2, problem and solving
---- We have to implement information from one file, especially read files containing Chinese information, and display the read information on the screen, usually we open the file using the fileInputStream function, ReadChar function reads the character. as follows:
Import java.io. *;
Public class rf {
Public static void main (string args []) {
FileInputstream Fis;
DataInputstream DIS;
Char C;
Try {
FIS = New FileInputStream ("xinxi.txt");
DIS = New DataInputStream (FIS);
While (true) {
C = dishdchar ();
System.out.print (c);
System.out.flush ();
IF (c == '/ n') Break;
}
Fis.close ();} catch (exception e) {}
System.exit (0);
}
}
---- But in fact, run this procedure, the result of the output can be used is a bunch of useless garbled. The xinxi.txt file content cannot be correctly output, because the readchar function is read in the 16-bit Unicode character, and system.out.print is output as an eight-bit ISO Latin-1 character output.

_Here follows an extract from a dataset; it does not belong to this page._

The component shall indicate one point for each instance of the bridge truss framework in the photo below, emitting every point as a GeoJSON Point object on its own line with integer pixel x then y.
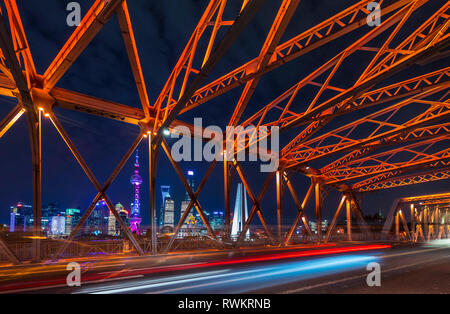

---- Java 1.1 version introduced a new Readers and Writers interface to handle characters. We can use the InputStreamReader class instead of DataInputStream to process files. Modify the above program as follows:
Import java.io. *;
Public class rf {
Public static void main (string args []) {
FileInputstream Fis;
InputStreamReader IRS;
CHAR CH;
Try {
FIS = New FileInputStream ("xinxi.txt");
IRS = New InputStreamReader (FI);
While (true) {
CH = (char) Irs.read ();
System.out.print (c);
System.out.flush ();
IF (CH == '/ n') Break;
}
fis.close ();
} catch (exception e) {}
System.exit (0);
}
}
--- This can properly output text (especially Chinese information) in xinxi.txt. In addition, when the xinxi.txt file comes from a different machine, that is, a machine from different operational platforms (or Chinese characters), such as: files come from the client (client upload file to the server), and the operation of reading information The server is executed. If this function is implemented with the above program, it may still not get the correct result. The reason is that the input coding conversion failed, we also need to make the following changes:
......
INT C1;
INT j = 0;
StringBuffer str = new stringbuffer ();
Char lll [] [] = new char [20] [500];
String ll = "";
Try {
FIS = New FileInputStream ("FName.txt");
IRS = New InputStreamReader (FI);
C1 = IRS.READ (LLL [1], 0, 50);
While (LLL [1] [J]! = ') {
Str.Append (LLL [1] [J]);
J = J 1;
}
LL = str.tostring ();
System.out.println (LL);
} catch (ioexception e) {
System.out.println (e.tostring ());
......
---- This, the result of the output is correct. Of course, the above program is incomplete, just explaining the method of solving.
---- In short, character processing in Java languages, especially the treatment of Chinese information, more special. In Java, the key to character processing is to convert a sixteen Unicode character to this underground platform is also a character form that runs the Java virtual processor platform.